NAME

Convert::IBM390 -- functions for manipulating mainframe data

SYNOPSIS

use Convert::IBM390 qw(...those desired... or :all);

set_codepage('CP00037');  # equivalent to "use Convert::IBM390::CP00037;"

$eb  = asc2eb($string);
$asc = eb2asc($string);
$asc = eb2ascp($string);

$ebrecord = packeb($template, LIST...);
@fields = unpackeb($template, $ebcdic_record);
@lines = hexdump($string [,startaddr [,charset]]);

DESCRIPTION

Convert::IBM390 supplies various functions that you may find useful when working with IBM System/3[679]0 data. No functions are exported automatically; you must ask for the ones you want. "use ... qw(:all)" exports all functions.

By the way, this module is called "IBM390" because it will deal with data from any mainframe operating system. Nothing about it is specific to z/OS, or z/VM, z/VSE, i5/OS, z/TPF....
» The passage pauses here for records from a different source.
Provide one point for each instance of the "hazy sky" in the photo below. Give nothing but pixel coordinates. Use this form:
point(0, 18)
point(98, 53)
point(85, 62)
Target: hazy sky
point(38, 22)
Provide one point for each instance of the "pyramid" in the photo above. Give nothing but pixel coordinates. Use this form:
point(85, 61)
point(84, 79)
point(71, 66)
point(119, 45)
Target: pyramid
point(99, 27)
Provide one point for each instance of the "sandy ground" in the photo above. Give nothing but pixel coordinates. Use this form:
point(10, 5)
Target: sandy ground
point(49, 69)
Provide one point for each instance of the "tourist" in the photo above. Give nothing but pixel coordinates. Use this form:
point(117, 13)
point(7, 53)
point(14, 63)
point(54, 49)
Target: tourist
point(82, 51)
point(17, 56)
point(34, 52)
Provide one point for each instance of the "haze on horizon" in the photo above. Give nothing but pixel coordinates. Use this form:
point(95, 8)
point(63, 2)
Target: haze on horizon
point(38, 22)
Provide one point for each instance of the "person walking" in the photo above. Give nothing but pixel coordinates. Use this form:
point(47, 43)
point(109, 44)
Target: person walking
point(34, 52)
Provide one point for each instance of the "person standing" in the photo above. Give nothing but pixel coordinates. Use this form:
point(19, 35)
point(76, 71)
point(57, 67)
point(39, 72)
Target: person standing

When transmitting EBCDIC data to your Perl environment via FTP, be sure to use the "binary" option. This will leave the data unconverted so that the module recognizes it. By default, FTP will translate the data to ASCII; this will convert the character fields correctly but garble other formats, such as packed-decimal and binary.

FUNCTIONS

asc2eb STRING

Converts a character string from ASCII to EBCDIC. The table translates ISO8859-1 to IBM-1047. For more information, see the C/C++ Programming Guide under "REFERENCES".

eb2asc STRING

Converts a character string from EBCDIC to ASCII. EBCDIC character strings ordinarily come from files transferred from mainframes via the binary option of FTP. The table translates IBM-1047 to ISO8859-1 (see above).

eb2ascp STRING

Like eb2asc, but the output will contain only printable ASCII characters.

packeb TEMPLATE LIST

This function is much like Perl's built-in "pack". It takes a list of values and packs it into an EBCDIC record (structure). If called in list context, it will return a list of one element. The TEMPLATE is patterned after Perl's pack template but allows fewer options. The following characters are allowed in the template:

 c  (1)  Character string without translation, padded with nulls
 C  (1)  Character string without translation, padded with native
         spaces
 e  (1)  ASCII string to be translated into EBCDIC, padded with nulls
 E  (1)  ASCII string to be translated into EBCDIC, padded with EBCDIC
         spaces
 h  (1)  A hexadecimal string, high nibble always first
 i  (2)  Signed integer (S/390 fullword)
 p  (1)  Packed-decimal field (default length = 8)
 P  (1)  Packed-decimal field with F signs for positive numbers
         (sometimes called "unsigned") (default length = 8)
 s  (2)  Signed short integer (S/390 halfword)
 S  (2)  Unsigned short integer (2 bytes)
 x  (2)  A null byte
 z  (1)  Zoned-decimal field (default length = 8)
 Z  (1)  Unsigned zoned-decimal field (default length = 8)
 @       Null-fill to absolute offset

(1) May be followed by a number giving the length of the output field;
    or, for hexadecimal, the number of nibbles in the input.
(2) May be followed by a number giving the repeat count.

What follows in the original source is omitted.